DOE Cites Portsmouth Contractor for Radiation Monitoring Failures

The Department of Energy last month issued a preliminary notice of violation to Fluor-BWXT Portsmouth LLC (FBP) for failing to adequately adhere to nuclear safety requirements in its radiation protection program.

The notice, issued Jan. 13, flagged two radiation monitoring failures at the Portsmouth Gaseous Diffusion Plant site in Piketon, Ohio that occurred from 2011 through 2019.

After conducting its investigation, DOE reduced FBP’s contract fee by $2.6 million, though it proposed no civil penalties.

FBP began addressing the failures as soon as it learned of them, well before the DOE issued its notice.

Bioassay samples not requested

USW Local 1-689 members decontaminate and decommission the buildings at the former uranium enrichment site, while members of the building trades tear down the facilities after this work is done.

The nature of a person’s work determines how frequently they must provide bioassay samples to measure radiation exposure. The more contaminated an area, the more frequently the worker is tested, said Local 1-689 President John Knauff.

Knauff said a number of workers noticed they had not been asked to provide a bioassay sample at their expected frequency, and in November 2018, an FBP employee approached FBP dosimetry personnel about it. Dosimetry personnel measure, calculate and assess the absorbed doses of radiation for individuals.

FBP determined the problem was in the software used to tell people when to submit their samples, a glitch that should have been flagged by the original programmers.

In March 2019, FBP determined that 193 workers had not received their required bioassays. Knauff said the contractor then had them all provide samples.

DOE said in the cover letter for the preliminary notice that the failure did not result in expected worker exposures to radiation, but Knauff was less certain.

“That is, that the agency knew of,” Knauff said.
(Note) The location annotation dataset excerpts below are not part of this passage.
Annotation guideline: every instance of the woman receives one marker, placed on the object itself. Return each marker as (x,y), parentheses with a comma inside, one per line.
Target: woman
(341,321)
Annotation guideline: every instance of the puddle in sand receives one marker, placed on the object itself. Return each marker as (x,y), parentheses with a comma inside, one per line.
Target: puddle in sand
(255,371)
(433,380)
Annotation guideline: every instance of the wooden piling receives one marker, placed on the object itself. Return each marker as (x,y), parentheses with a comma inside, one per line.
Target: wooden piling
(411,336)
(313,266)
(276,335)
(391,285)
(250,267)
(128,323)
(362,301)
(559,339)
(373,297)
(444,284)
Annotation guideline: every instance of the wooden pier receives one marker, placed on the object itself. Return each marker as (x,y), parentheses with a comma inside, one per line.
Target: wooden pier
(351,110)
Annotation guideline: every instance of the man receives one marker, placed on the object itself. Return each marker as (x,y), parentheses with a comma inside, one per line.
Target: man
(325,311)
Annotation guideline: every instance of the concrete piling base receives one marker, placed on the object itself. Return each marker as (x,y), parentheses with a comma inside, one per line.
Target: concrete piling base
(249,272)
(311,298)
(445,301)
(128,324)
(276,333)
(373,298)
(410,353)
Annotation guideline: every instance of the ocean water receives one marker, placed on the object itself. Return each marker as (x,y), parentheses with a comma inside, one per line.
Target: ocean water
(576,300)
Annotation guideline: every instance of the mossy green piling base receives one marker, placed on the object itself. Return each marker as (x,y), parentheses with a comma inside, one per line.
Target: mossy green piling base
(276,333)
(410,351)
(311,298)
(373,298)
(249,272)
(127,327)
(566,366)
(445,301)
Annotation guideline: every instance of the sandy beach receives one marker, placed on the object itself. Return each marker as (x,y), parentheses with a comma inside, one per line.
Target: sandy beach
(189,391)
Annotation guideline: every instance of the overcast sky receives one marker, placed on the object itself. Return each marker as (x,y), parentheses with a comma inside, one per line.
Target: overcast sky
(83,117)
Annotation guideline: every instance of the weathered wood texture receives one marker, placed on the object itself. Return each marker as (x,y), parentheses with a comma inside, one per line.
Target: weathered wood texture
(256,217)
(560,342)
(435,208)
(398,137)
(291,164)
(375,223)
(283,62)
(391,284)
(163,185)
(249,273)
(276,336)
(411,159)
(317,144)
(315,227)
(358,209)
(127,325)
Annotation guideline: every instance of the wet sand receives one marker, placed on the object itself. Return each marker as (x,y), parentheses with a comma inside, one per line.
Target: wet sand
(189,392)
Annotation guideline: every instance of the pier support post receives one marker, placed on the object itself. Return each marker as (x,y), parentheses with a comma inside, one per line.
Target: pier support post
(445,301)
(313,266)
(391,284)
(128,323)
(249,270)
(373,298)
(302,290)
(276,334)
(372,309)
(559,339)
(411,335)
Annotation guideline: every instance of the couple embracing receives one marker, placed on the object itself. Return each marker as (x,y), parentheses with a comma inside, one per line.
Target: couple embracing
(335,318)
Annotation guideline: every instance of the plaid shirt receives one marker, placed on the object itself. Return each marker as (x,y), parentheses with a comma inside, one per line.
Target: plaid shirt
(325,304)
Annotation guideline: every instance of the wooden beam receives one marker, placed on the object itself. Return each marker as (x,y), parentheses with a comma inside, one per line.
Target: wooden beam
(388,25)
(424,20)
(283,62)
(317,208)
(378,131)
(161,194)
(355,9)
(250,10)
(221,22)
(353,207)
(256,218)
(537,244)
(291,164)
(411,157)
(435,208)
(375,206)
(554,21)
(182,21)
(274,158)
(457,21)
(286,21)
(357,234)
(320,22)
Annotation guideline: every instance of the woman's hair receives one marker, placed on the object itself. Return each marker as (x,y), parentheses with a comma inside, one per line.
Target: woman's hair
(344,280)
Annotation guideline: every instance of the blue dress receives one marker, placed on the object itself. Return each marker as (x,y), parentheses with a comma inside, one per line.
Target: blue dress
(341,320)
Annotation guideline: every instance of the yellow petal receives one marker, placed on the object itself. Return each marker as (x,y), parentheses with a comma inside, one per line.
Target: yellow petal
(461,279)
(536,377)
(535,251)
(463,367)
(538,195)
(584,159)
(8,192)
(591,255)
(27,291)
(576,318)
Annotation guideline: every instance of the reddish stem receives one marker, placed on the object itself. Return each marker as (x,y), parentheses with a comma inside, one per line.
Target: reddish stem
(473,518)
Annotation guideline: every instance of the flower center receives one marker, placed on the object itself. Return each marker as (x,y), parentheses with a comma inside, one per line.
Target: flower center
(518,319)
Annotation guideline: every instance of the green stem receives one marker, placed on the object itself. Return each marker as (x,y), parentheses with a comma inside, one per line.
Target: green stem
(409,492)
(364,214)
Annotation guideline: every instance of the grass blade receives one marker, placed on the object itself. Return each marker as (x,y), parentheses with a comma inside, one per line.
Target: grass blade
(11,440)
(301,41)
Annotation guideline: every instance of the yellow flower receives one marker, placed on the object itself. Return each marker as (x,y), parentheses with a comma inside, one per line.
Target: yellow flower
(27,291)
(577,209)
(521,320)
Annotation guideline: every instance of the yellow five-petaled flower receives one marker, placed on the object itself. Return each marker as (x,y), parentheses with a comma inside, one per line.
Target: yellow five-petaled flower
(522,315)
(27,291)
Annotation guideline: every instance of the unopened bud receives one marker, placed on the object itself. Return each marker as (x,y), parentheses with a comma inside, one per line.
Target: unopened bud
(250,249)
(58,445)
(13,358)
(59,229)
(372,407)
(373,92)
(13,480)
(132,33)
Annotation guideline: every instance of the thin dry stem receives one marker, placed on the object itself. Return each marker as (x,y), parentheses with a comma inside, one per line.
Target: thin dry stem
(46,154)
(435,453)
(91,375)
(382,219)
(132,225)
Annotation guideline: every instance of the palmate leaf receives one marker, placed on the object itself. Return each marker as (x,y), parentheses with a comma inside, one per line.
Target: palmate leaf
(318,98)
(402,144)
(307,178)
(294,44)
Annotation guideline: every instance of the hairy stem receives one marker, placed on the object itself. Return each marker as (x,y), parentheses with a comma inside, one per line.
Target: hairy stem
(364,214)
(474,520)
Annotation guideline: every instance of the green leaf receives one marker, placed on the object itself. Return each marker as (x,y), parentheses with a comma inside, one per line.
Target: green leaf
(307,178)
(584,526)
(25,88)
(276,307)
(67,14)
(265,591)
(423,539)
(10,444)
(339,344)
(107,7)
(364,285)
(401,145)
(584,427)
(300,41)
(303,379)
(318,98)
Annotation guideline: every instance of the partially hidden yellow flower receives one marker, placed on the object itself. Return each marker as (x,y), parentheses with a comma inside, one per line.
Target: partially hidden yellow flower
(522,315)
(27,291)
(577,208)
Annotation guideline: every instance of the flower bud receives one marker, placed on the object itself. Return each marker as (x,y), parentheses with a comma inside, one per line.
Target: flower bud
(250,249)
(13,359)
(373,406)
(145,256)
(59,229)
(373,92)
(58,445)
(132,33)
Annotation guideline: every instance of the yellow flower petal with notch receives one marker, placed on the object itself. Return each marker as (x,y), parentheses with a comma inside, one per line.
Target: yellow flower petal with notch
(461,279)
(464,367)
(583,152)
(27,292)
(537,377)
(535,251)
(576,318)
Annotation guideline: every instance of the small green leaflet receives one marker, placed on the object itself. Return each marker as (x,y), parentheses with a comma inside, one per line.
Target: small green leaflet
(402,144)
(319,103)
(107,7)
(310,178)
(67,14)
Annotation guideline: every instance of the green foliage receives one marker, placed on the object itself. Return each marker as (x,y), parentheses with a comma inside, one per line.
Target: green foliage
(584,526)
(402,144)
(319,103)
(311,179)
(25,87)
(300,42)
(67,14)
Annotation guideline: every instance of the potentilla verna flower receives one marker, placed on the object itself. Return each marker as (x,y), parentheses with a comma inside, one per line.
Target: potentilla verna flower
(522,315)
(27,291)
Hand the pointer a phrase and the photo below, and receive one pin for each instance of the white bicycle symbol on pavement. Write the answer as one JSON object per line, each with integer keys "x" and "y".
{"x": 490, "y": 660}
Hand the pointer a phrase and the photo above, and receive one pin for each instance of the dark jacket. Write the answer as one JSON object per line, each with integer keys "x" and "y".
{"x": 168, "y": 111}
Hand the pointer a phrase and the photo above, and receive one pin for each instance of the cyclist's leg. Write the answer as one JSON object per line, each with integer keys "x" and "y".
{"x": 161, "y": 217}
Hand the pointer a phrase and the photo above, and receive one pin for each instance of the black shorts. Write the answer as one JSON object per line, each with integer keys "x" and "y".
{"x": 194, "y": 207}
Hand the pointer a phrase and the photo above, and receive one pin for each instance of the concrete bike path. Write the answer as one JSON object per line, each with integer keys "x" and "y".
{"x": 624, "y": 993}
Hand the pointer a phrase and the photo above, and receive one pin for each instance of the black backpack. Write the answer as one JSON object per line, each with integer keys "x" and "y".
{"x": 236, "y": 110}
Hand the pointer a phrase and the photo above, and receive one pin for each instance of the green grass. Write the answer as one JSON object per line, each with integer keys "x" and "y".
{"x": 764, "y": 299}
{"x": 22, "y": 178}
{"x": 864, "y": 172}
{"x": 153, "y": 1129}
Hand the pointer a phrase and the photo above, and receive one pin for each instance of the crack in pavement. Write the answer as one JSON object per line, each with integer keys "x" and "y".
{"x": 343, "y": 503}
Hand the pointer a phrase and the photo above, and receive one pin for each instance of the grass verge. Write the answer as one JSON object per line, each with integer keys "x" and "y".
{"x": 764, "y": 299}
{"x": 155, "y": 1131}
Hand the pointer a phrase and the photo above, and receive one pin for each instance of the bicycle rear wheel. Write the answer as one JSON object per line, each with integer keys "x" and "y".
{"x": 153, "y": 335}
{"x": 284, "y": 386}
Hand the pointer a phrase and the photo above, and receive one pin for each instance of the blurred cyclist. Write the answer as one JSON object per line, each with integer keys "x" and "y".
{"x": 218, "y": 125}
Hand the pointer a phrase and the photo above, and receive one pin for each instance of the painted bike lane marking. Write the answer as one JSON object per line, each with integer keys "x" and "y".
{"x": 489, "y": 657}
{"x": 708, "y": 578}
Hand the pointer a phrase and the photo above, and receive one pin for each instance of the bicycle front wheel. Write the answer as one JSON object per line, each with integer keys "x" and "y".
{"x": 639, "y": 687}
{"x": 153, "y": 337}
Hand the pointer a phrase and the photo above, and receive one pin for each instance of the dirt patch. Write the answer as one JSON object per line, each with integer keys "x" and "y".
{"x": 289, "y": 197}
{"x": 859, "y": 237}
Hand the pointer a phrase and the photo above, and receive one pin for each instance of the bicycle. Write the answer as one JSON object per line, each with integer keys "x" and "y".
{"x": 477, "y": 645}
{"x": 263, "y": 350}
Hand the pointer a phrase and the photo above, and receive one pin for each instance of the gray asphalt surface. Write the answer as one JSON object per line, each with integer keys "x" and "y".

He said radiation exposure—unless it is a large amount—will not show up in a bioassay sample taken long after the exposure.

Second monitoring failure

FBP identified a second monitoring failure in May 2019. This time it was a calculation error in a spreadsheet that showed the contractor underreported both onsite and offsite environmental radiological monitoring information in its past eight annual site environmental reports.

Another software program that had not met DOE’s quality control standards caused the problem to go undetected.

The DOE told FBP’s program manager that the contractor’s failure to implement its software testing program in this case, too, resulted in no public or environmental impacts above regulatory limits.

The notice said FBP’s regulatory violations concerned work processes, personnel training and qualification, quality improvement, and documents and records involved in the implementation of its software quality assessment.

To address these issues, the contractor overhauled its software quality assurance program, which included creating a new organization to oversee it, new procedures, new training modules for all site personnel and additional training for software owners.

FBP also implemented organizational changes and culture-change strategies, and started a contractor assurance improvement initiative.

Risk mitigation key

These are not the first monitoring failures at the Portsmouth facility. The DOE cited FBP in 2015 for nuclear safety and radiation protection violations, and proposed a $243,750 civil penalty. The violations concerned improper alteration of radiation protection documents and other radiation protection violations in April 2013.

Knauff said all radiological exposure carries some risk, and the key is to mitigate it. Not monitoring worker radiation exposure in a timely manner and not having accurate environmental monitoring potentially leads to a negative impact on workers and the public, said the DOE.